How to Get Started With Unit Tests

Finding time to get something done can be difficult. We can all think of reasons to put anything off if we try hard enough. For software developers, one such example is unit testing. For the uninitiated, unit testing is a software development process in which the smallest testable parts of an application, called methods, are individually and independently scrutinized for proper operation. In simpler terms, it’s code that tests code. The general attitude towards these tests is “I don’t have the time!” But unit testing is like meditation: You should sit in meditation for 20 minutes every day — unless you’re too busy; then you should sit for an hour. Unit testing and meditation go hand in hand because if you don’t make the time for it, you’re not the best you can be. If you don’t make the time for unit tests, your software just isn’t up to par. Taking the time to get things right makes software shine. So while your team of developers might be wincing in pain at the thought, here are a few ways to get them going on unit testing.

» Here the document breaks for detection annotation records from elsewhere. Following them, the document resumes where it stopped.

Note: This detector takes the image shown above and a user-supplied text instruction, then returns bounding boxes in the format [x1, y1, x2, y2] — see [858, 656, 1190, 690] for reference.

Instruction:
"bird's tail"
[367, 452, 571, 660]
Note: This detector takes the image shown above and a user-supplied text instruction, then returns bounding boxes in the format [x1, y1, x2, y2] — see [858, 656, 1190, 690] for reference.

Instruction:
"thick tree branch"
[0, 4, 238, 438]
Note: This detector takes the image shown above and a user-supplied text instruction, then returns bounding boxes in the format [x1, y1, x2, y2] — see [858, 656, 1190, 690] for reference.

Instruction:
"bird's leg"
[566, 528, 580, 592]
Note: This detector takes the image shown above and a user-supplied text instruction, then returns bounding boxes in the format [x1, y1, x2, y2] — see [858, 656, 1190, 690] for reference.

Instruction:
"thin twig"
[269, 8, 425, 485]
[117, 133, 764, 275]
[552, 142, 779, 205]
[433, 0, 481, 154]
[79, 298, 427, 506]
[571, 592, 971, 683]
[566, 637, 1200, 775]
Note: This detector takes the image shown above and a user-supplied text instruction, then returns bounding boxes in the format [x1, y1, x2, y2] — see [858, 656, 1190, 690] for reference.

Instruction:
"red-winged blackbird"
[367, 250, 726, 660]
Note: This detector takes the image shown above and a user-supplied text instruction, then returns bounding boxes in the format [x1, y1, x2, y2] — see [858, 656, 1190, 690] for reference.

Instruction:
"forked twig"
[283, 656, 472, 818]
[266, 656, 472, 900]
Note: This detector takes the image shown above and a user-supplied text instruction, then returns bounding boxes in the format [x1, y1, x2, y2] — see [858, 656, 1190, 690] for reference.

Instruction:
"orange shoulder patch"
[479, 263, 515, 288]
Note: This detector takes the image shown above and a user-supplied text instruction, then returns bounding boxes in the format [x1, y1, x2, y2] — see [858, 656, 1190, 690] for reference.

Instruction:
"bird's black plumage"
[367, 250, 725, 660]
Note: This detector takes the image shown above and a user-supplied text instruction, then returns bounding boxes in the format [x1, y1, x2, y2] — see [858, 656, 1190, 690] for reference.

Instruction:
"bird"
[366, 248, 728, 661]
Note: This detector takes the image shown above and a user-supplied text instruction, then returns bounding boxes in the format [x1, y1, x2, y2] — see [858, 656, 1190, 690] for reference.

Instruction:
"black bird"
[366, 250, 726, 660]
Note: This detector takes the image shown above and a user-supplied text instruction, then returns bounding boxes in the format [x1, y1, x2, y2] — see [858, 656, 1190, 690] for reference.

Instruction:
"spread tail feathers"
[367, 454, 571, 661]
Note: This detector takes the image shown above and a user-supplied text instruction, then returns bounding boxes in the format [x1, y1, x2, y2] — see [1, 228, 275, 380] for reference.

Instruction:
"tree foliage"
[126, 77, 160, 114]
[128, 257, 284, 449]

Don’t Be Afraid to Train – If your developers have never done unit testing before, there will be mistakes made along the way. It’s important to let them know that it’s ok; tell them that everyone is learning together. Set up training sessions, or rather, training cycles. Begin with an initial training session before setting them loose and follow it up with a “training debriefing.” Doing so will allow you to see what went well, what went wrong and what’s next. Often developers will find out their code doesn’t lend itself to unit tests and this itself can be a training opportunity. Repeat this process and you’ll iron out all the wrinkles in your unit testing.

Figure Out Where to Start – Don’t just dive into unit testing. Sit down with your team and create a plan they can stick to. This means setting up reasonable goals and timeframes. A good place to start is to challenge every developer to build two unit tests. It’s a low and reasonable goal, which also allows your team to get accustomed to building unit tests. But you don’t want to set them up for failure with complexity.

Start with Simple Code – Tasking your developers to build unit tests for complex pieces of code is not a good idea. Find simple code to build unit tests around starting off. It helps ease the transition into more difficult testing but also gives the developers a true sense of accomplishment. Your team needs to learn what works and what doesn’t; simple code starting off is a great way to build their knowledge base.

Gamification – Unit testing doesn’t have to be boring! If you can incorporate gaming elements into the process, your team will have a reason to keep building. A quick idea is to have your development teams compete for unit test coverage. There are several tools that make measuring this pretty easy and you’ll be surprised how easy it is to get a developer’s competitive juices flowing. Then maybe you could reward the team with the best unit test coverage with a night out for drinks? Even creating a dashboard where teams can see who’s beating who will be a motivator. There are endless ways to making unit testing an incentive driven activity so everyone wins!

Bonus Tip: Don’t Forget to Integrate! – It’s also important to note that unit testing should be run alongside good integration tests. The simple reason for this is because while unit testing is great to tighten up code, it’s meaningless if the improved code can’t work together. Integration testing pulls everything together and tests how it works in a real-time environment.You don’t want to end up with code that doesn’t do what was originally intended! Look at it this way; you may have all the right pieces to make a car, but if it turns out to be a vacuum after assembly, something went wrong. Integration testing makes sure the pieces of the car become an actual car.

Unit testing will make your code stronger. It helps to show the pain points in your work, which allows for a final product that has a just off the lot kind of shine. Introducing new procedures and ideas requires full company buy-in, especially for unit testing. To make the process work, talk openly about what works as you train, figure out where to start, make things easy at first and game it up. The more open and honest you are with your team, the more they will want to be a part of the process. So get going and start coding!